Hewitt left for Australia in the 1960s, and opportunity knocked when Devlin recommended him for the influential TV show Bandstand. “I did ‘Half Breed’ dressed up as a cowboy, with six-guns and all,” Hewitt told Sutton in 1999. “I loved westerns, so I didn’t feel like a twit.”
After a couple of years in Australia, Hewitt came home just as the Twist was taking off. He jumped on that bandwagon, giving demonstrations of the dance while singing the song.

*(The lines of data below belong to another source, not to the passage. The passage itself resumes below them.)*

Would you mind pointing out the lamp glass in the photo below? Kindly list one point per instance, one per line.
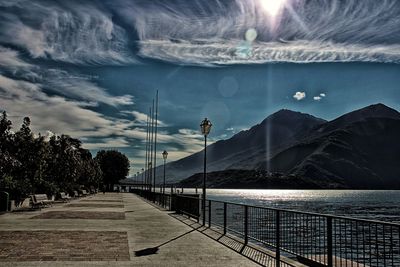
(165, 154)
(205, 126)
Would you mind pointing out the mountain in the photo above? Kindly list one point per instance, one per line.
(357, 150)
(274, 133)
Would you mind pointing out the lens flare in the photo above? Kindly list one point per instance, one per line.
(273, 7)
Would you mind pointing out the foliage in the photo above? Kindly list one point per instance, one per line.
(114, 166)
(32, 164)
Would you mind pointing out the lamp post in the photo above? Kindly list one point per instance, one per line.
(205, 127)
(149, 178)
(165, 155)
(142, 178)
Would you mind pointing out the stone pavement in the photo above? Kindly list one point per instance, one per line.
(113, 229)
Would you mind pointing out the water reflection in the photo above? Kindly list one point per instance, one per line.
(367, 204)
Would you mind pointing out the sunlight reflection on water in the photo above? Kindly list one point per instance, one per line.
(368, 204)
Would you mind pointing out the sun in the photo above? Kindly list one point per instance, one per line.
(273, 7)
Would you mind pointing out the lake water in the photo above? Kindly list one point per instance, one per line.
(367, 204)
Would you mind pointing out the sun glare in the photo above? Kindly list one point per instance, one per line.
(273, 7)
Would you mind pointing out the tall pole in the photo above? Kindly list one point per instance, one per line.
(147, 149)
(148, 154)
(155, 143)
(164, 177)
(151, 146)
(204, 181)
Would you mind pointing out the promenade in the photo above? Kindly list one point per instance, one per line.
(113, 229)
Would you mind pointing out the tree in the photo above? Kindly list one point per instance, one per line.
(114, 166)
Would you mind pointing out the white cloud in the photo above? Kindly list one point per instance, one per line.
(9, 59)
(80, 34)
(141, 118)
(116, 142)
(299, 95)
(81, 88)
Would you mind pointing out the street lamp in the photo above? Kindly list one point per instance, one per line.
(142, 178)
(149, 175)
(205, 127)
(165, 155)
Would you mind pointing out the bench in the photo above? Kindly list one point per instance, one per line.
(64, 197)
(40, 200)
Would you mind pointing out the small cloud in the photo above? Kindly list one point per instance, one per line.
(299, 96)
(319, 97)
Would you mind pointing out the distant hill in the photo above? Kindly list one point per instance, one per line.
(275, 132)
(295, 150)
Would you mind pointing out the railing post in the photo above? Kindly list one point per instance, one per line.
(246, 225)
(209, 213)
(278, 238)
(224, 218)
(329, 239)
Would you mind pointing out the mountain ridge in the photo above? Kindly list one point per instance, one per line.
(355, 150)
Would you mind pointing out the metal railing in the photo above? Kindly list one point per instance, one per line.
(313, 239)
(163, 200)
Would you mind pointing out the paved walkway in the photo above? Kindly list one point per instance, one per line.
(114, 229)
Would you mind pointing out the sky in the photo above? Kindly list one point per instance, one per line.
(91, 68)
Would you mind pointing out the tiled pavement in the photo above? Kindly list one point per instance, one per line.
(107, 230)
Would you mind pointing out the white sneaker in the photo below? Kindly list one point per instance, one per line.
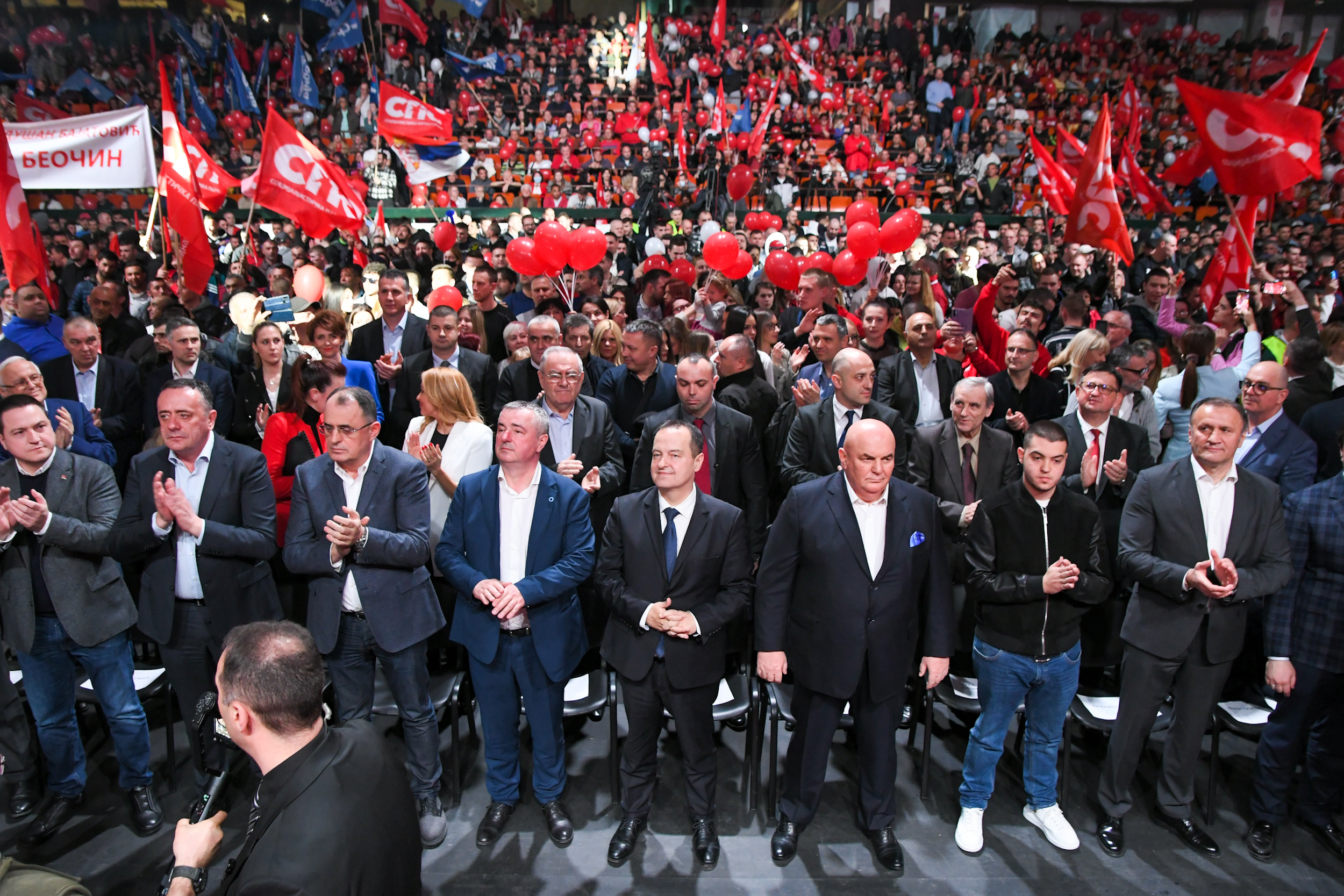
(1053, 822)
(971, 836)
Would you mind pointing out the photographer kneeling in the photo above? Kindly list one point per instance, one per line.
(332, 814)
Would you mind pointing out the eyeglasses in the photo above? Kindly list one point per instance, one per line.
(346, 432)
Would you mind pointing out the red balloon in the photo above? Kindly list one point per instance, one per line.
(721, 250)
(901, 232)
(783, 269)
(862, 240)
(522, 257)
(554, 245)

Eldred Stebbing wanted to nurture Hewitt as a solo artist, and formed a group around him with Peter Posa on lead guitar, but he left the label in 1961. Hewitt’s recording career stagnated after ‘Travellin Man’ b/w ‘Half Breed’, released as Red Hewitt and The Commodores by HMV later that year. His only other recording came in 1972, when he released ‘No Use Sittin’ Around’ on the Krisella label; the B-side was ‘Rockin’ The Cradle’.
Hewitt performed solo around Auckland until 1970, then formed the Red Hewitt Band, which remained together for over 20 years. In 1994 NZ Country Music Magazine said, “The band still sticks to its country roots as it always has, and Red loves to perform material by his original heroes, but they can also deliver the more contemporary Garth Brooks, Brooks & Dunn, Dwight Yoakam and Alabama numbers with the best of them … recently [we] caught Red in action belting out Chuck Berry’s ‘Memphis Tennessee’ at a private function and he knocked them dead.”
In 1991 Hewitt and the Buccaneers performed a reunion show at Auckland’s Mandalay cabaret. Four years after he died in 2006, Gary Daverne released a compilation of 20 early 1960s tracks succinctly called From the Stebbing-Zodiac-Viscount Music Vaults, Volume Two: Red Hewitt and the Buccaneers.